Bianco olhou para ele com admiração.
― Como compreendes bem a Sicília ― disse. ― Todas as razões que te deu são válidas, mas há um motivo principal que não referiu. ― Hesitou um instante. ― O Tulippa e o Portella têm andado a enganá-lo na distribuição dos lucros da droga, de modo que mais tarde ou mais cedo teria inevitavelmente de declarar-lhes guerra por causa disso. Não podia tolerar semelhante coisa. Tem-te em alto apreço, e para ele seria ótimo se liquidasses os seus inimigos e te tornasses seu aliado. É um homem muito esperto, este Grazziella.
Nessa noite, Astorre passeou pela praia e pensou no que devia fazer. Finalmente, o desfecho da guerra aproximava-se.
O sr. Pryor não tinha problemas no que respeitava a gerir os bancos Aprile e defendê-los contra as autoridades. Mas quando os homens do FBI invadiram Nova Iorque na sequência da tentativa de assassínio contra Cilke, ficou um pouco preocupado com aquilo que poderiam descobrir. Especialmente depois da visita de Cilke.
Na sua juventude, o sr. Pryor fora um dos mais apreciados assassinos da Máfia de Palermo. Mas vira a tempo que ia por mau caminho e transferira-se para a atividade bancária, onde o seu encanto natural, a sua inteligência e as suas ligações criminosas lhe garantiram o êxito. Em resumo, tornara-se o banqueiro mundial da Máfia. Em muito pouco tempo, fizera-se especialista em provocar tempestades no mercado de divisas e em amontoar dinheiro sujo. Tinha, além disso, um talento especial para comprar negócios legítimos a bons preços. Acabara por emigrar para Inglaterra porque a lisura do sistema inglês protegia melhor a sua riqueza do os subornos em Itália.
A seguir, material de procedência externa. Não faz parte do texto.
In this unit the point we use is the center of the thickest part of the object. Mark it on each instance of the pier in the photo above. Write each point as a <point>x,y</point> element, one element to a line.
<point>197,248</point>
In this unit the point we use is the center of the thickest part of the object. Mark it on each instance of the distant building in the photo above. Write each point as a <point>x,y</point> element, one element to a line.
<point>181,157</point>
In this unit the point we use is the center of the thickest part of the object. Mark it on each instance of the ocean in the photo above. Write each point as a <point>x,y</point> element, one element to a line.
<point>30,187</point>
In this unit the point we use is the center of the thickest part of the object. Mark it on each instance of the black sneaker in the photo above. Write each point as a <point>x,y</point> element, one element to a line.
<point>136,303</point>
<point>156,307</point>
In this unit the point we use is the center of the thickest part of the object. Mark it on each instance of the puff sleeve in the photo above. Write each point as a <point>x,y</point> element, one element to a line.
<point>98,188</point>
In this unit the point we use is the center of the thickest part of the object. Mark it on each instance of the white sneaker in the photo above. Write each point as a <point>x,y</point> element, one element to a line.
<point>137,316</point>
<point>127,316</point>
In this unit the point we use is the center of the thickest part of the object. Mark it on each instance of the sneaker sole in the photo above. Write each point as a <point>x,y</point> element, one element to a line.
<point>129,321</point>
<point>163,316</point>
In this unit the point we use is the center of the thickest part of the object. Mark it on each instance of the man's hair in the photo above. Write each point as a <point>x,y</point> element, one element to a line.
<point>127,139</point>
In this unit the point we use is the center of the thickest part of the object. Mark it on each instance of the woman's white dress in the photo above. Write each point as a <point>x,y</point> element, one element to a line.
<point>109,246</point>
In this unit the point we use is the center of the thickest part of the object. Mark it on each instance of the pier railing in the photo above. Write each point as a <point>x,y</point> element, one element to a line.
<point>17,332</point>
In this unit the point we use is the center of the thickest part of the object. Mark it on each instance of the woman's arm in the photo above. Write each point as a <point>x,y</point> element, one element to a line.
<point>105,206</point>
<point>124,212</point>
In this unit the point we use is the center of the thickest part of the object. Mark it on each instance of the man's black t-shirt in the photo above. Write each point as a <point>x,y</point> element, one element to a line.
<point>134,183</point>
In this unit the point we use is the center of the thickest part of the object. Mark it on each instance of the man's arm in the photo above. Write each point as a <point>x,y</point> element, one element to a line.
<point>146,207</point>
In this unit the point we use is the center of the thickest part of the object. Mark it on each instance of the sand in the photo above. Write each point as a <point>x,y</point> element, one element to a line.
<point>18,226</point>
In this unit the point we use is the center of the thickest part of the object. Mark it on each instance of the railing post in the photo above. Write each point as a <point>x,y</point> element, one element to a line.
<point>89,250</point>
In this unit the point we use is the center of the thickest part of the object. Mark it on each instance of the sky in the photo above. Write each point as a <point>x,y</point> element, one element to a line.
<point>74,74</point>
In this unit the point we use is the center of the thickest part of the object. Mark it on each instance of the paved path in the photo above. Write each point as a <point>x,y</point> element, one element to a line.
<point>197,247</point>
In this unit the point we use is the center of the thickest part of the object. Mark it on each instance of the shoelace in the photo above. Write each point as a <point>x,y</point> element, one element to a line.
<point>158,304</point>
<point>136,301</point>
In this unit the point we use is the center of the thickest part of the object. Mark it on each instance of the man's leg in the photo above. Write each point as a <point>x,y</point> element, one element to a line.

No entanto, o seu comprido braço ainda chegava a Palermo e aos Estados Unidos. Continuava a ser o principal banqueiro da cosca de Bianco nos seus esforços para controlar a indústria da construção civil na Sicília. Era igualmente o elo de ligação entre os bancos Aprile e a Europa.
Agora, com toda aquela atividade policial, ocorrera-lhe um possível ponto perigoso: Rosie. Rosie podia ligar Astorre aos irmãos Sturzo. Além disso, sabia que Astorre tinha um fraquinho por ela e continuava a encontrar algum conforto nos seus encantos. O que o não fazia respeitá-lo menos; era uma fraqueza que os homens exibiam desde tempos imemoriais. E Rosie era uma rapariga tão mafiosa. Quem poderia resistir-lhe? No entanto, por muito que a admirasse, continuava a pensar que não era sensato tê-la por perto.
Por isso resolvera tratar ele próprio do assunto, como certa vez fizera em Londres. Sabia que não teria a aprovação de Astorre para o que tinha em mente ― conhecia o feitio de Astorre e não subestimava a sua periculosidade. Mas Astorre era sempre razoável. Saberia convencê-lo depois do fato consumado, e ele reconheceria a sensatez por detrás da Ação.